「ところで、聞いたか?
山の麓に魔法使いが住み着いたって話…」

「あぁ、それなら聞いた。
よぼよぼの婆さんだって話だな…」



斜め前の席に座ってたおじさん達の会話が、耳に入って来た。



「その山ってどこなんだ?」

マリウスさんは急に立ち上がり、おじさん達の席に行ってそう質問した。



「この町の南のはずれの山だ。」

「そうか、ありがとう。」



マリウスさんはまた私たちのテーブルに戻って来た。



「なんだ、魔法使いに興味があるのか?」

「……まぁな。」

「会いに行くのか?」

「あぁ…あんたらは宿屋で待っててくれ。」

「わかった。」



私達は、一番近くの宿屋に向かった。



「ここに泊まることにしよう。
じゃあ、行って来る。」

「あぁ、気を付けてな。」

そう言って、マリウスさんを見送って…



「……行くぞ。

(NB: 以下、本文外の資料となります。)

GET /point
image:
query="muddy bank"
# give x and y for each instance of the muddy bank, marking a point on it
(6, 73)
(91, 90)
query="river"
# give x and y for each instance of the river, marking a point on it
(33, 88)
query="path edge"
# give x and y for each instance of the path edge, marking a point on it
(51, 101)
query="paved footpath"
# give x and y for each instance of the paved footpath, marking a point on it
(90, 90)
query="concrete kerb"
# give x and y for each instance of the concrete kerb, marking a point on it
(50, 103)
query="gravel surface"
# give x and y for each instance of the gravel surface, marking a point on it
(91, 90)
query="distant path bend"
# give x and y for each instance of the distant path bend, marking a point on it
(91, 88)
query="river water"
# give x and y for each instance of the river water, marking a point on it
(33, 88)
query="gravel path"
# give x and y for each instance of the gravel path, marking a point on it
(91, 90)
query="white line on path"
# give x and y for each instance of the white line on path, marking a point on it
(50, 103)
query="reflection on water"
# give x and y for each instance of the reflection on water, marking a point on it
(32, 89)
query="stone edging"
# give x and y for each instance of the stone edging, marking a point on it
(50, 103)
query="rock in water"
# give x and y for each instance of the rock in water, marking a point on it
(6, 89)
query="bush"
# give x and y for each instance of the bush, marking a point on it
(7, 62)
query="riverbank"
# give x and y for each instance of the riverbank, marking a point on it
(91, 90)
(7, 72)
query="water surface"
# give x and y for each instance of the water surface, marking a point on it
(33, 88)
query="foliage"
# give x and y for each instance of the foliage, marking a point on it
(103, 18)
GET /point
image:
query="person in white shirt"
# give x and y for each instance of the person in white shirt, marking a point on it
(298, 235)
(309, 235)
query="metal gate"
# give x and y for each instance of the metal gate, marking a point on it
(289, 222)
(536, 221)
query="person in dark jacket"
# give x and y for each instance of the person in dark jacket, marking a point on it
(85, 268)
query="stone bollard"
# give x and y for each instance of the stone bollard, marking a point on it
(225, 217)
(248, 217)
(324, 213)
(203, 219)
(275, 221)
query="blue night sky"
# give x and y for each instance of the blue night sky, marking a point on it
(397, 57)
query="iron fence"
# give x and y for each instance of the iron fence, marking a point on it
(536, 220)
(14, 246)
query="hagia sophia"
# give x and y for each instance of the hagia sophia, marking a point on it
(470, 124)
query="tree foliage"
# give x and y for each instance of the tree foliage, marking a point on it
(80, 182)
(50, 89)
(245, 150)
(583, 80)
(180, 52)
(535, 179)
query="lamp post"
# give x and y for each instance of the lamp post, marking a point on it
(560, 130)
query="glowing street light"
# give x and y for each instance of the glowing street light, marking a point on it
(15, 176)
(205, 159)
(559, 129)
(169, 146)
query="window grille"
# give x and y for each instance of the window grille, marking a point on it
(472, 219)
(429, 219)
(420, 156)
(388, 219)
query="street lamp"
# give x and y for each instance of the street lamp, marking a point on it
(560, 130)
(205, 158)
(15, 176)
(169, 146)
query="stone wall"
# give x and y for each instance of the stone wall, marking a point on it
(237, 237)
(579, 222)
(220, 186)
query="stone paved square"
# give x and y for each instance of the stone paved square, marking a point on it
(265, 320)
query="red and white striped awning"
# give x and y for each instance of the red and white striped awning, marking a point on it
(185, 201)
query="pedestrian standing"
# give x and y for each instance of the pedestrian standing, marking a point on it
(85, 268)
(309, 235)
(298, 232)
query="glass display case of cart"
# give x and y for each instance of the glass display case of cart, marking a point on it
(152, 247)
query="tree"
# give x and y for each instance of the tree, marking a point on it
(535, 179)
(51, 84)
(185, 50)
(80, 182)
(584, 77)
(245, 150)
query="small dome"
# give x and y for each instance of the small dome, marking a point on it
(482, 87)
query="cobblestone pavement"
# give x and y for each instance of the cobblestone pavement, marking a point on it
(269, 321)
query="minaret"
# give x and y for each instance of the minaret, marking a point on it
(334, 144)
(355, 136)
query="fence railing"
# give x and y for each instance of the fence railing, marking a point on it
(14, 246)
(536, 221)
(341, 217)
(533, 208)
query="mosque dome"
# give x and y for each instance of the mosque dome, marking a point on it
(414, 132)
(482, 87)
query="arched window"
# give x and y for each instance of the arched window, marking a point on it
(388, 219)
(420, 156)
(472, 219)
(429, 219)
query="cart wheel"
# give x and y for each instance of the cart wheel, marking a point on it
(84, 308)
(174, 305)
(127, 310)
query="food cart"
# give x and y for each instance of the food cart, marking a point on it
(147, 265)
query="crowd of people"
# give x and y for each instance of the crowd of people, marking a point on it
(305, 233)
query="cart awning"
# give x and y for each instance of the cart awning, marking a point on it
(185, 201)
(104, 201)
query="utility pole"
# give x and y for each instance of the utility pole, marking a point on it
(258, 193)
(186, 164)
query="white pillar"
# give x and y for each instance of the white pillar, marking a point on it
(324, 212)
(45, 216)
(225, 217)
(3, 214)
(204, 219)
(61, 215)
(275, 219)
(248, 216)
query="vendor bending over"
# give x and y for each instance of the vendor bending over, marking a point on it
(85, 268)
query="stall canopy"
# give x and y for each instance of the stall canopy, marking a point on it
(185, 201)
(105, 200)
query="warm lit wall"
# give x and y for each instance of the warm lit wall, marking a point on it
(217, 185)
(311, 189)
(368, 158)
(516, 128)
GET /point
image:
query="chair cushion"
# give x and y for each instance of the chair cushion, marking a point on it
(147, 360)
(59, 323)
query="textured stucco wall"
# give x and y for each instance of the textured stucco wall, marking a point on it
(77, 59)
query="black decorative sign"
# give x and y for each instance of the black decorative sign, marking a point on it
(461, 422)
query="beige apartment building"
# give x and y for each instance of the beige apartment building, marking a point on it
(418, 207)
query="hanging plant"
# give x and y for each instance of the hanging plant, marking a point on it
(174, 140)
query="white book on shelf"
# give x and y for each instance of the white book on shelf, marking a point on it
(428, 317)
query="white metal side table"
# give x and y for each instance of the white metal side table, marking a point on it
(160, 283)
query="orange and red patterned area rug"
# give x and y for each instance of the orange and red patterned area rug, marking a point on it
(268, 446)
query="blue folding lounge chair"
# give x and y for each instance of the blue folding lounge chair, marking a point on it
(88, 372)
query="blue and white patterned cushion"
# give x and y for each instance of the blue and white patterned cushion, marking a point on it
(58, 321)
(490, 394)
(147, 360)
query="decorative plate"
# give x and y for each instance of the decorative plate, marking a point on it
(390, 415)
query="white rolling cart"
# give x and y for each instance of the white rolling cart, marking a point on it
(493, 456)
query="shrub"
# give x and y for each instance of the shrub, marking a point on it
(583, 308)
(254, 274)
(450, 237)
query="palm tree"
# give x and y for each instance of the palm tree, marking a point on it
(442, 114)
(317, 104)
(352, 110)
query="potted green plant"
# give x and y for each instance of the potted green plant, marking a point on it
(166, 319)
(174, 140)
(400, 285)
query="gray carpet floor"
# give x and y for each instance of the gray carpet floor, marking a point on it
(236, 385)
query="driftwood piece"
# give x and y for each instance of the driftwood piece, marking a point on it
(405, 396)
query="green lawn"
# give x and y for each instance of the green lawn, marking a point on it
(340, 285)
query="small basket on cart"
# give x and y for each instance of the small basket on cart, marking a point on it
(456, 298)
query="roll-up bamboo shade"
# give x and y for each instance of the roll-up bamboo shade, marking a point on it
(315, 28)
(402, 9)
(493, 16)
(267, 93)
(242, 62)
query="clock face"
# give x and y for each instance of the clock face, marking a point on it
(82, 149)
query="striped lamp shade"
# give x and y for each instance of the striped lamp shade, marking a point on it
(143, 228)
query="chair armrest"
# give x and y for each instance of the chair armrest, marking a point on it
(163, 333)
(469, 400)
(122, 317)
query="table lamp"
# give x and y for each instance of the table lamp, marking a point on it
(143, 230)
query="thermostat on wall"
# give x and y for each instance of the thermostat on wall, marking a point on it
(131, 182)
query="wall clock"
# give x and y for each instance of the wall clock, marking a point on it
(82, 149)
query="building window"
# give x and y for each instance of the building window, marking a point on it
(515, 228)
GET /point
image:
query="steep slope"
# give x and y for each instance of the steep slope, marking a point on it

」

「え?」



フェルナンさんは、宿屋には入らず、マリウスさんの後をつけ始めた。



「あ、あの…どうして?」

「あいつが信用して良いやつかどうかを確かめたい。」

「あ……」



確かに、マリウスさんは自分のことをあまり話さないから、心配と言えば心配だけど…
でも、フェルナンさんがそこまでマリウスさんのことを疑っていたとは、ちょっと意外な気がした。
考えてみれば、大きな町には行くな、多くの人とは接触するなと言われて育った人だもの。
疑うのも当然かもしれない。



でも、だったら、なぜ私のことを助けてくれたんだろう?
家にまでいさせてくれて…
親切心なのかなぁ??
私は、フェルナンさんの横顔をのぞき見た。